Son diagnostic, elle le doit surtout au courage de sa mère : « A 4 mois, je n’avais aucun problème particulier, mais ma mère a senti que quelque chose n’allait pas. Elle a décidé de me faire hospitaliser de force. Au bout de 15 jours, on lui a annoncé que j’étais atteinte de la mucoviscidose et que mon espérance de vie ne dépasserait pas 7 ans. » Face au visage souriant de son bébé, la mère de Sabrina Perquis prend la décision de vivre au jours le jour, sans se fier à cette date butoir des 7 ans.

La mucoviscidose est une maladie génétique grave, qui touche principalement les fonctions digestives et respiratoires. On estime qu’environ 200 enfants atteints de mucoviscidose naissent chaque année en France, soit en moyenne 1 sur 4 500 nouveau-nés, indique l’Inserm.

« Même quand c’est difficile, j’aime la vie »

« A l’époque, au niveau des soins, il n’y avait pas grand-chose en place. J’ai passé toute mon enfance à l’hôpital, j’avais même école à l’hôpital », raconte la présentatrice. « Un enfant garde son âme d’enfant. Malgré son entourage anxiogène, il a envie de jouer, de s’amuser, il rencontre des copains, et il s’adapte. C’est une enfance un peu différente. On est confrontés à des choses très dures, très jeune. »
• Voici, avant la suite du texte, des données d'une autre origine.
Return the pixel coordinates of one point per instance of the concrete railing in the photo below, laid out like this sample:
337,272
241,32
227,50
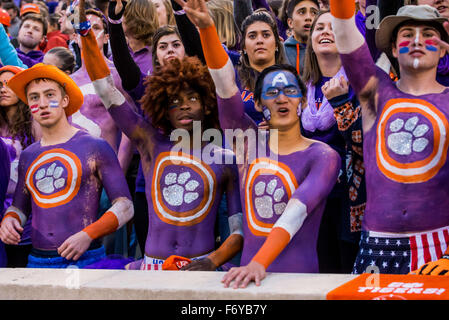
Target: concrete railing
78,284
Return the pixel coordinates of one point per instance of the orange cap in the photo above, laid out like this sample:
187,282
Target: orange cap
29,7
175,263
5,19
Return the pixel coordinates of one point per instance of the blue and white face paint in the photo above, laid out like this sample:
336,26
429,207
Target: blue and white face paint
280,81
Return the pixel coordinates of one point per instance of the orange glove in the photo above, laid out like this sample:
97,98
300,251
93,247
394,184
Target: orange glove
175,263
435,268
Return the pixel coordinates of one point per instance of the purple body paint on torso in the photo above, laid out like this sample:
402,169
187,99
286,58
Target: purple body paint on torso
405,153
267,183
183,190
61,186
4,178
93,117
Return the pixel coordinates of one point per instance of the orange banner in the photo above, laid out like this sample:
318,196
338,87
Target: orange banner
372,286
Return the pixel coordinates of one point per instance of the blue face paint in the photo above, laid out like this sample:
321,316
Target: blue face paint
280,81
404,47
430,45
266,113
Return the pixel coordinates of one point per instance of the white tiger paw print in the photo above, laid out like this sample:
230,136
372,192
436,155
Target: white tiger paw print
47,181
180,189
407,136
270,203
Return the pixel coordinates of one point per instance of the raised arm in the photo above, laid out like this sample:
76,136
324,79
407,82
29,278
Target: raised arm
126,67
122,209
355,57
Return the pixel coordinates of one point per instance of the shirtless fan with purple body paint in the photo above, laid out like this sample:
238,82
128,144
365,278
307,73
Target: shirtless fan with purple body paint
405,124
184,189
60,178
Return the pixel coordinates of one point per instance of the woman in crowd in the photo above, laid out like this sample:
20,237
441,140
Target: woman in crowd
339,233
261,48
61,58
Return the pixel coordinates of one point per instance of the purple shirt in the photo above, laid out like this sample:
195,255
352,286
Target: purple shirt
61,185
405,152
306,175
93,117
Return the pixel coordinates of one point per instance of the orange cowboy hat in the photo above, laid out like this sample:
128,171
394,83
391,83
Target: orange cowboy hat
5,19
12,69
19,82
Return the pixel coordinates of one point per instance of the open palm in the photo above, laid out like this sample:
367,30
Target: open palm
197,12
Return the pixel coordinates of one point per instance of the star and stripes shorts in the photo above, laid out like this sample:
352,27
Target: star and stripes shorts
399,253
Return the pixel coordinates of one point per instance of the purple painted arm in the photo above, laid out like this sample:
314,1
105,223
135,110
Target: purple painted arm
323,172
137,129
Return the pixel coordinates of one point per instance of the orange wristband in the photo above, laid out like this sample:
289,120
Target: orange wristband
107,224
92,58
214,53
12,215
276,241
342,9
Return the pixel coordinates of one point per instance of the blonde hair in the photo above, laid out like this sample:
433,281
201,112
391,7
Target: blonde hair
222,12
141,20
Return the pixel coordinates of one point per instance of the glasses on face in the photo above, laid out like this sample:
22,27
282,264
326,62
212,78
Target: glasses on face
289,91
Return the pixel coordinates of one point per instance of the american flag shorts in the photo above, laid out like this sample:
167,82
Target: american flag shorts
399,254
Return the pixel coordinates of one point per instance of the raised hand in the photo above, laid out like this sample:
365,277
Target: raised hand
116,9
242,276
74,246
197,12
435,268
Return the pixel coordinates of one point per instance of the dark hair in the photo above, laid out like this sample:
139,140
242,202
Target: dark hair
20,126
35,17
277,67
161,32
293,3
246,73
11,5
166,82
312,71
65,56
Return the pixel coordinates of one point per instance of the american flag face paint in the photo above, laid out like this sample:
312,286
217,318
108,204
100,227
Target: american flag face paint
430,45
53,104
34,108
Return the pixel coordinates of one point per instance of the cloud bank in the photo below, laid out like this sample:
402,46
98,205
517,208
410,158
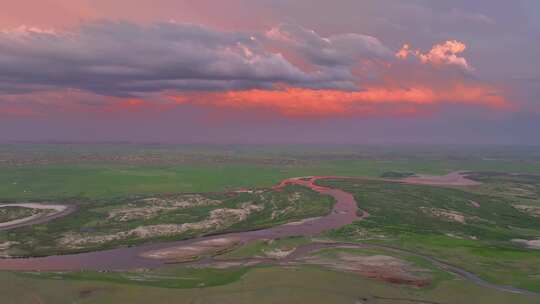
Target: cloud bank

Pour garder le moral, Sabrina Perquis s’est focalisée sur son amour pour la vie. « Je suis née avec cette maladie, elle a toujours fait partie de moi. Dans les moments plus difficiles, c’est la volonté et l’amour de la vie qui m’ont aidé. Une vie, on en a qu’une. Il faut en profiter et la vivre à fond, c’est ce que j’ai toujours fait. Même quand c’est très difficile, j’aime la vie. »

Elle a eu besoin de beaucoup de courage pour affronter les différentes épreuves au fil des ans. La greffe, par exemple, était une décision dictée par son état de santé et par sa vie personnelle. « Mon état s’est aggravé à 26 ans, et quelque chose a changé toute la donne : j’étais maman. Mon petit garçon n’est pas né pour que sa maman se laisse aller. » Cette décision n’est d’ailleurs pas sans conséquences. L’été 2023, Sabrina Perquis a appris être atteinte d’un cancer de la tyroïde : « Il pourrait y avoir un rapport avec les traitements anti-rejets qui me permettent de vivre avec un greffon, mais qui sont très toxiques. »

« La vie mérite d’être vécue et tout le monde a le droit au bonheur »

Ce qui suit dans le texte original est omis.